Помню, я назвал музыку Бетховена не умирающей. Герберт оживился:
— Бетховен! Какой титанической внутренней силой нужно обладать, чтобы теряя слух, продолжать жить миром звуков, создав так и не услышанную им девятую симфонию, этот шедевр симфонизма, полный света и ликования, любви и радости, чего сам он был лишен. А творение его и ныне восхищает миллионы людей.
Герберт всегда говорил несколько выспренно, но искренне и закончил свою тираду вопросом:
— Есть ли еще подобный пример в истории человечества?
— Может быть, Гомер? — предположил я.
— Всевидящий слепец! Певец фантазии, подвига и красоты! Превосходный пример, но не тот, какой мне хотелось бы услышать.
— Из математики! — неожиданно подсказал Ваня-Иоганн.
— Конечно, — согласился я. — Есть видные математики, от рождения слепые.
— Не то, не то! — воскликнул Герберт. — От рождения слепой живет в особом своем мире, не познав богатства нам доступных ощущений. Ваня, вступив в нашу беседу, видимо, имел в виду другой пример, не менее трагический, чем потеря слуха гениальным Бетховеном, не сломленным все же этим несчастьем.
— Кого же? — спросил я.
— Эйлера, — ответил Иоганн.
— Мы, инженеры, — согласился я, — и ныне при расчетах пользуемся его формулами в самых разных областях техники.
— Эйлер — это Бетховен от математики, — говоря это, Герберт даже торжественно поднялся с места. — Вы вправе гордиться, что он был российским академиком, членом Петербургской Академии Наук.
— Почему же вы ставите судьбы Бетховена и Эйлера рядом?
— Потому что этот титан науки к концу жизни потерял зрение, но продолжал творить. И последние двадцать лет диктовал свои фундаментальные открытия… подумайте только!.. своему слуге!..
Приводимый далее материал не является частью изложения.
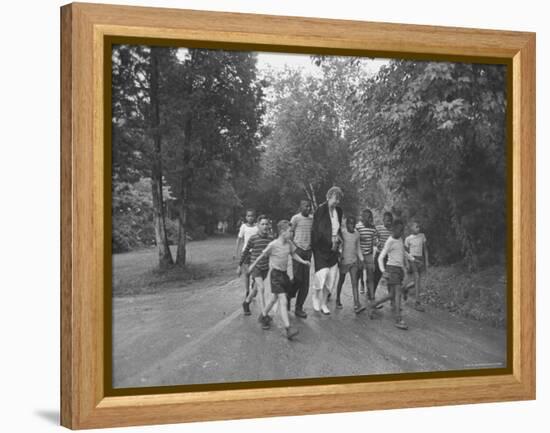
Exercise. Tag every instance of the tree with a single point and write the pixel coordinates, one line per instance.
(212, 112)
(137, 135)
(432, 135)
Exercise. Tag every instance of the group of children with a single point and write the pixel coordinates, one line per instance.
(378, 252)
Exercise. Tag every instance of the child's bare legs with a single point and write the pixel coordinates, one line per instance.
(397, 289)
(341, 280)
(417, 290)
(246, 282)
(369, 270)
(282, 307)
(270, 305)
(355, 288)
(259, 286)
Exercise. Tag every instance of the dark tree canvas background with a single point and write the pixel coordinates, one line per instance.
(199, 136)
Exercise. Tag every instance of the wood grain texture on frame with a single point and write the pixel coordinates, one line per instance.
(83, 29)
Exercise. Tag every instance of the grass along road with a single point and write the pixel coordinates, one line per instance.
(191, 332)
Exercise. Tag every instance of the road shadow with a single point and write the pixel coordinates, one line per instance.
(50, 415)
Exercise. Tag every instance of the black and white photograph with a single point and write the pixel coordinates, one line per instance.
(281, 216)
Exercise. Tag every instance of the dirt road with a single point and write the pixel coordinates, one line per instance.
(201, 336)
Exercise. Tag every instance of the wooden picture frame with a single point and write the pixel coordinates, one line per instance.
(84, 29)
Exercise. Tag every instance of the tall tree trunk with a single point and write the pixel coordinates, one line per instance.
(159, 221)
(181, 257)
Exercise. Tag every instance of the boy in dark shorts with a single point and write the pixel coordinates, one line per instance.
(279, 252)
(367, 238)
(301, 224)
(393, 271)
(383, 233)
(350, 259)
(253, 249)
(246, 231)
(415, 245)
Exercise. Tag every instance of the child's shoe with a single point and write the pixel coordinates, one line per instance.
(401, 324)
(418, 307)
(359, 308)
(300, 313)
(291, 333)
(264, 320)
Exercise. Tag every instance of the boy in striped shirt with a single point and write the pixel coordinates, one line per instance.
(383, 233)
(301, 224)
(367, 238)
(253, 249)
(247, 229)
(394, 269)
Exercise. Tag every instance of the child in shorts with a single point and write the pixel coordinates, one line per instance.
(367, 239)
(393, 271)
(350, 258)
(256, 244)
(415, 245)
(279, 252)
(247, 229)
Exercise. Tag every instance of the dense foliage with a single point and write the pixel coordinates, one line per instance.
(425, 140)
(432, 137)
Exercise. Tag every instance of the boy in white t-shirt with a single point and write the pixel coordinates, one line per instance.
(246, 230)
(350, 258)
(415, 245)
(394, 272)
(279, 251)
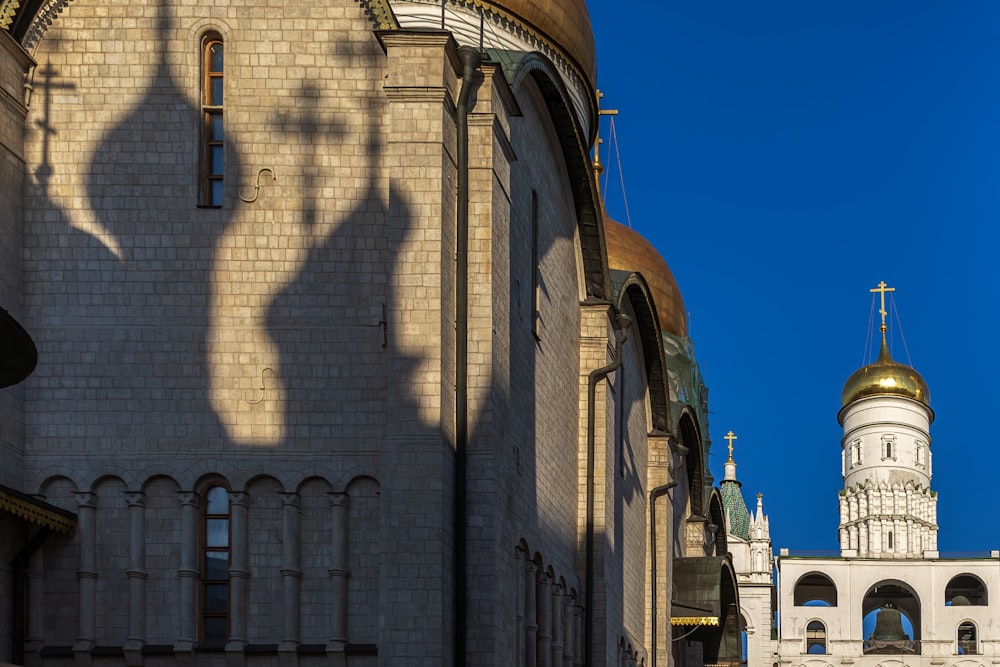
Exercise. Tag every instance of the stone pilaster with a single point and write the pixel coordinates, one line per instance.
(136, 574)
(87, 576)
(339, 573)
(239, 579)
(188, 573)
(291, 578)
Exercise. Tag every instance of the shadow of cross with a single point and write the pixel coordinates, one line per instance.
(44, 171)
(311, 129)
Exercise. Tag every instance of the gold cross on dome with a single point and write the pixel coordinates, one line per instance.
(882, 288)
(730, 437)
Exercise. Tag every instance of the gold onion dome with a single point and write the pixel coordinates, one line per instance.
(629, 251)
(885, 377)
(565, 23)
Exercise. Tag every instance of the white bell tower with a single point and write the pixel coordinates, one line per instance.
(887, 508)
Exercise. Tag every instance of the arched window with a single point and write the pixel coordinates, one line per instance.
(816, 638)
(967, 644)
(213, 149)
(215, 567)
(815, 590)
(965, 590)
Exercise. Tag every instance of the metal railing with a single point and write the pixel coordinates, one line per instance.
(892, 646)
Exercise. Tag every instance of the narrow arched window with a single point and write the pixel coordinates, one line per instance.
(967, 644)
(213, 154)
(816, 638)
(215, 567)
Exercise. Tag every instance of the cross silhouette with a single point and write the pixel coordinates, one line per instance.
(882, 289)
(730, 437)
(44, 171)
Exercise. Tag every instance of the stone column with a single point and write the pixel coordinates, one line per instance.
(557, 626)
(580, 654)
(189, 574)
(291, 576)
(35, 626)
(569, 636)
(339, 573)
(519, 573)
(544, 620)
(86, 530)
(239, 579)
(530, 616)
(136, 574)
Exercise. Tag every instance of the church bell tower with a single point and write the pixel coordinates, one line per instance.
(887, 508)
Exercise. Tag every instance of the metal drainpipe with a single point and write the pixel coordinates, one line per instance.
(623, 322)
(656, 493)
(20, 570)
(470, 59)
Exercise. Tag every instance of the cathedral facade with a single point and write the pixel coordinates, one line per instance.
(339, 359)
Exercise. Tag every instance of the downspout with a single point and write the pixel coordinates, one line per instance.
(470, 59)
(623, 322)
(656, 493)
(20, 571)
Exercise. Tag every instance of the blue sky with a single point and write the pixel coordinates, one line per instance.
(786, 156)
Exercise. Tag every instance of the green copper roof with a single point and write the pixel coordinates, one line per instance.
(736, 509)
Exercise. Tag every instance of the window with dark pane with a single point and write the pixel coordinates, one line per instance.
(213, 159)
(215, 567)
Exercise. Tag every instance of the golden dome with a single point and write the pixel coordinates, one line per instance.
(885, 377)
(629, 251)
(565, 23)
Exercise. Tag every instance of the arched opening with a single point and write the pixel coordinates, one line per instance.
(965, 590)
(967, 639)
(816, 638)
(694, 464)
(744, 641)
(891, 619)
(815, 590)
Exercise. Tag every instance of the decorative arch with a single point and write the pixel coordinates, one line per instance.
(902, 604)
(636, 291)
(967, 638)
(576, 153)
(815, 589)
(966, 590)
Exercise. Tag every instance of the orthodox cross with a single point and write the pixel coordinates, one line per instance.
(882, 289)
(730, 437)
(598, 141)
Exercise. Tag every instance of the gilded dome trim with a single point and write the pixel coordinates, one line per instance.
(885, 377)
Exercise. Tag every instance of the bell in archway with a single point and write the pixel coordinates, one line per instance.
(889, 625)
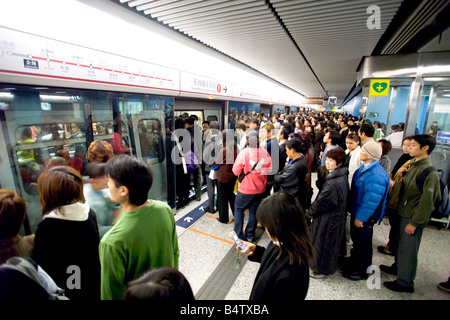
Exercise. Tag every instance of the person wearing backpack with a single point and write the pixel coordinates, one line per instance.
(20, 277)
(415, 207)
(253, 164)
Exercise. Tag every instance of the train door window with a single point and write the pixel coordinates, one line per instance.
(212, 118)
(187, 113)
(43, 146)
(150, 138)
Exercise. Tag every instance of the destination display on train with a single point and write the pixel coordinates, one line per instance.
(25, 54)
(192, 83)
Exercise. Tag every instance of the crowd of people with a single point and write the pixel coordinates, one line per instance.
(126, 245)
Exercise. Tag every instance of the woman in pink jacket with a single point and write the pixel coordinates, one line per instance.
(255, 163)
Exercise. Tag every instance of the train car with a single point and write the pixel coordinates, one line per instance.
(56, 97)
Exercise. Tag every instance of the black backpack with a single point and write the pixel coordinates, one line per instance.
(442, 207)
(19, 281)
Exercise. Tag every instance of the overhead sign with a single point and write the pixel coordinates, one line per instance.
(379, 87)
(313, 101)
(193, 83)
(26, 54)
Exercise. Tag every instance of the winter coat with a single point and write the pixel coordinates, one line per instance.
(416, 204)
(276, 279)
(211, 149)
(370, 186)
(328, 225)
(293, 180)
(255, 181)
(225, 161)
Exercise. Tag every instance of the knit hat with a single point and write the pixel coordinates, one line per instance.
(373, 150)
— Жюль Верн, тоже ослепнув, продиктовал свой последний роман внучке. Но записать математические трактаты!.. Должно быть, удивительный был у Эйлера слуга!
— Вот именно, удивительный, а главное, никому неизвестный!
— Как странно! Пожалуй, за двадцать лет у Эйлера можно было многому научиться, пройти курс нескольких университетов.
— Я обладаю двумя реликвиями, случайно доставшимися мне. Одну я предназначаю за его музыкальные успехи старшему сыну Гансу, а другую — младшему, в расчете, что Иоганн вырастет, станет математиком и оценит ее. Я сейчас их принесу.
И он скрылся.
— Если бы вы знали, как Герберт ими дорожит, — вздохнула Марианна. — Но, боюсь, что мальчикам нашим они не так уж и нужны! — и она виновато улыбнулась.
Вернулся Герберт, держа в руках небрежно исписанный старый нотный лист и еще обрывок пожелтевшей бумаги с какими-то знаками и линиями.
— Подлинники! — с гордостью коллекционера объявил он. — Вот это лист партитуры, собственноручно написанный самим Бетховеном. А это — совсем другое… Это — загадка! Она досталась мне за деньги от потомков…
— Эйлера?
— Нет! Его слуги!.. Никто пока не определил что это такое! У меня надежда на Иоганна, станет взрослым математиком и разгадает эту тайну.
— И совсем я не для этого вырасту, — набычился курчавый крепыш. — Терпеть не могу историю… Одни упреки в школе… А за что? За королей, интриги, войны! И тут не все ли равно кто это нацарапал. Эйлер или его слуга? Наверняка устарело.